These are all good questions, that unfortunately, when answered will lead to many other good questions. The important thing to remember is not to let yourself get overwhelmed. If you commit to maintaining a classroom site, than stay with it. This will be a multi-year process and you will change your mind and design.
Begin by spending a few weeks bookmarking teacher websites that you like. Don't limit yourself to your grade level either. There are a lot of good teacher made sites that you can learn from outside your grade. For me, I started by listing the public and private schools in my area and looking at the list of faculty. Many schools post links to their teachers' sites. You could also do a Google search for "best ___ grade classroom websites", "virtual classrooms", or my favorite "Mr classroom site". Keep a list of the what you like, would like to change, and don't like about each of these sites. This will help you get a better idea about what you can do with your own site. It is important to remember that most of these teachers have spent years updating their sites and creating content. It may take a while for you to get comfortable with your own site.

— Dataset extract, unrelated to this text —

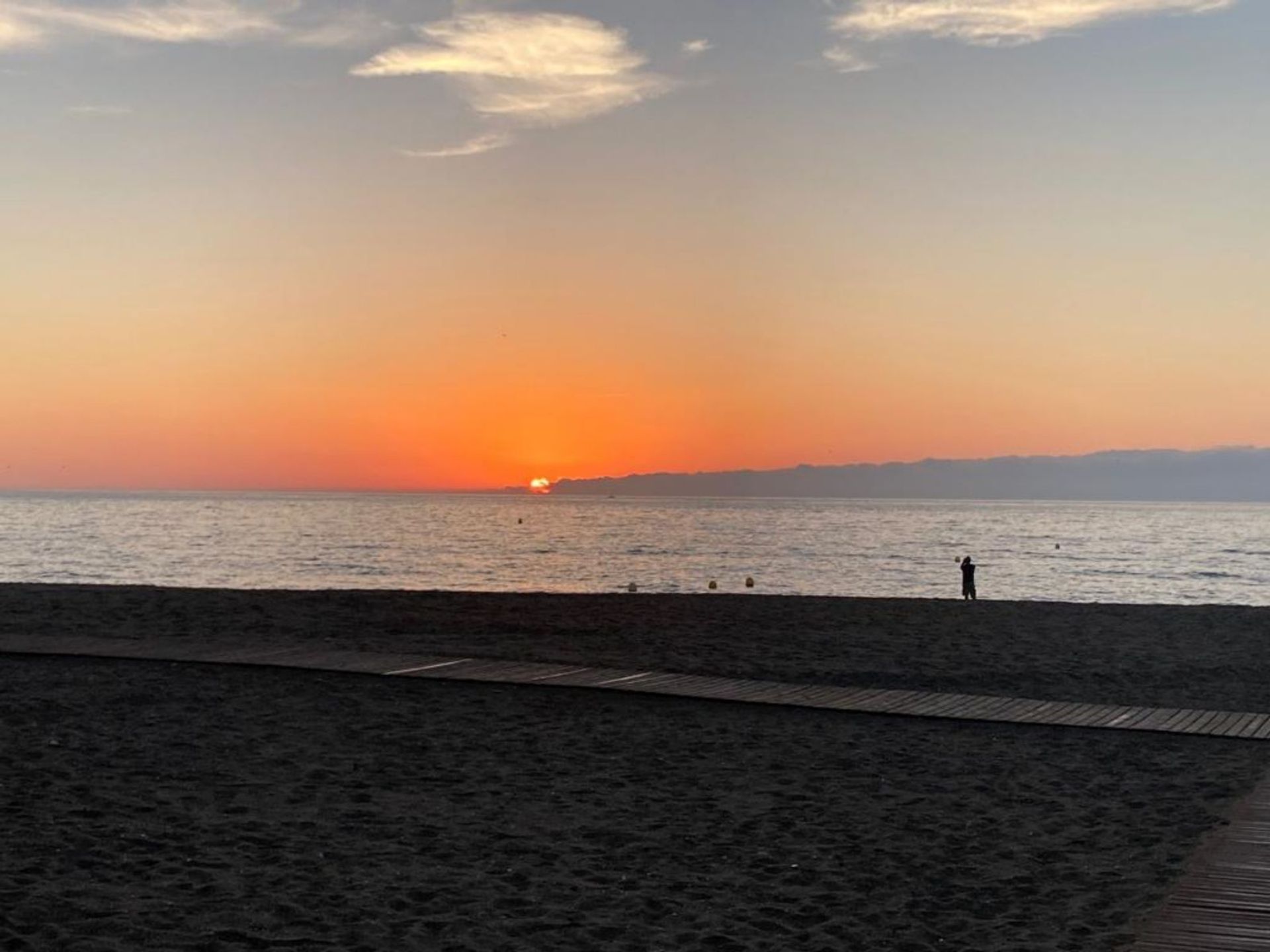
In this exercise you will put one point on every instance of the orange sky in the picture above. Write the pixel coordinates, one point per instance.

Once you have a vision of your site, you need to create it. There are many good WYSIWYG (what you see is what you get, pronounced wiz-ee-wig) sites. This type of site uses pre-made templates. No need for html (computer programming language). All you need to do is choose the theme, colors, styles and add your content. This is the easiest way to begin and many offer a wide range of options.

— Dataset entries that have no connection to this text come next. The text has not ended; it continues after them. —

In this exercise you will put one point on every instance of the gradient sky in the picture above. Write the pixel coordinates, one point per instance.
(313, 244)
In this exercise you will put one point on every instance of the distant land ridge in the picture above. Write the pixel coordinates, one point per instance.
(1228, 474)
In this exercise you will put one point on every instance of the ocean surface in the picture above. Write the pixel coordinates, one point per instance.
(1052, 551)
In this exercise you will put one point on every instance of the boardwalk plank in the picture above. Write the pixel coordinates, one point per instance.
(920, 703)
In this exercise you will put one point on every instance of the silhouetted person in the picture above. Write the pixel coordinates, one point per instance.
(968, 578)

- Bloust - is a FREE template driven site builder. Its list of features includes parent and students registration (think privacy), document library, podcasting, a blog feature, "Teacher Talk" (talk in real-time), a calander, and more. Check out the entire list. If I had not committed to using Google Sites, I would seriously consider using Bloust.
- Teacher Sites by School World ($39-59/year) - This was the first site that I used. It offers many template designs, email, homework calendar, form creator, a puzzel maker, online quizzes, and more. Check out their complete list.

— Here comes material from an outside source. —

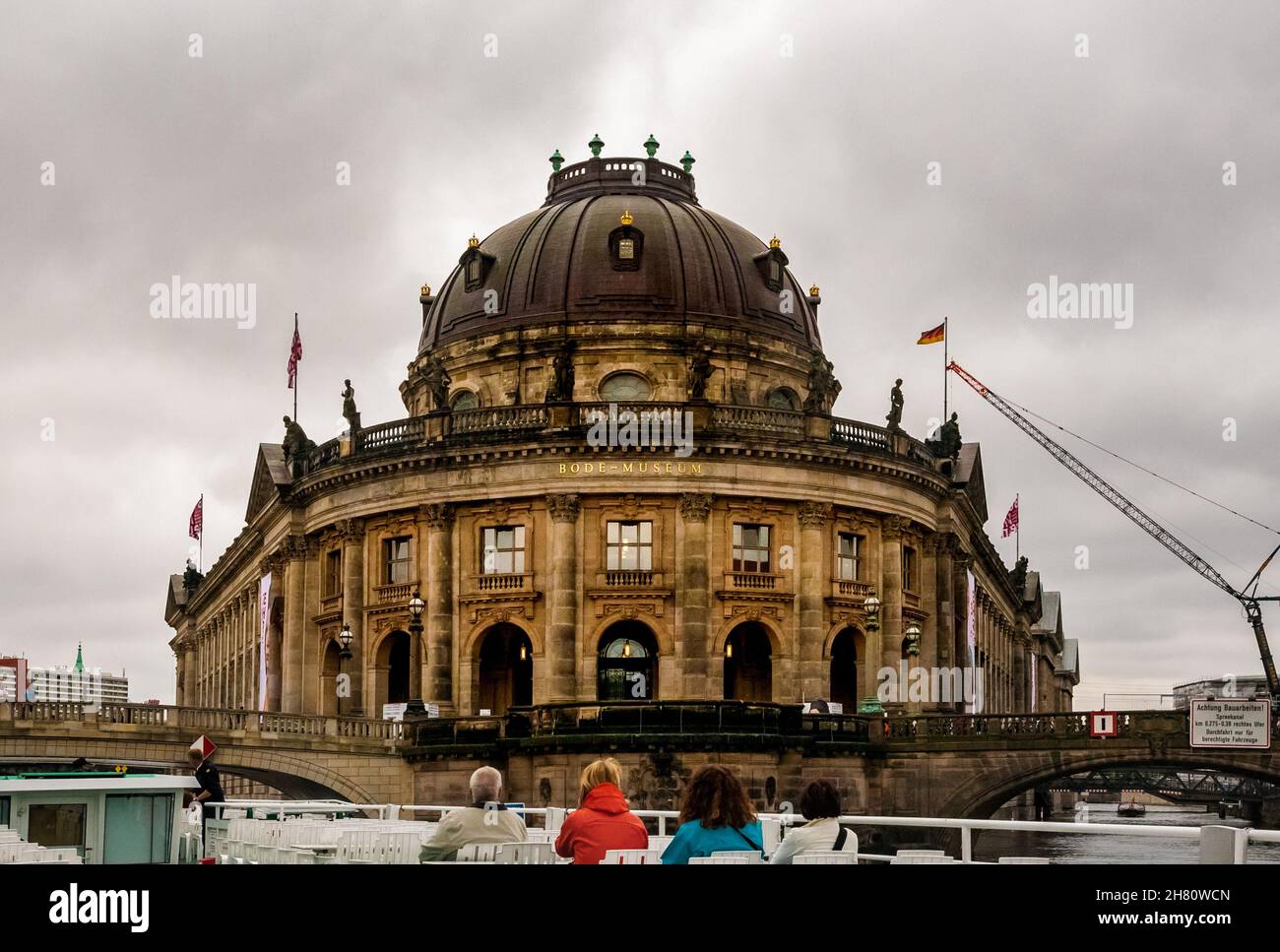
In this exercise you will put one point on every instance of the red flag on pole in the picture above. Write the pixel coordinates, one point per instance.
(294, 353)
(196, 528)
(1011, 520)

Once you create a site you can begin uploading your information. In your searches, you probably will observe that many sites have basic information: how to contact you, a homework calendar, project files to download, and your syllabus.
It is important to remember to start with a vision but don't limit yourself to your initial thoughts, because they may change. Your companion classroom site can be anything that you want. Mine changes each year, sometimes during the year based on what I need and my tastes. Good Luck when you begin to build your own. Please feel free to post comments linking to your site. I am always looking for new ideas to incorporate into my own.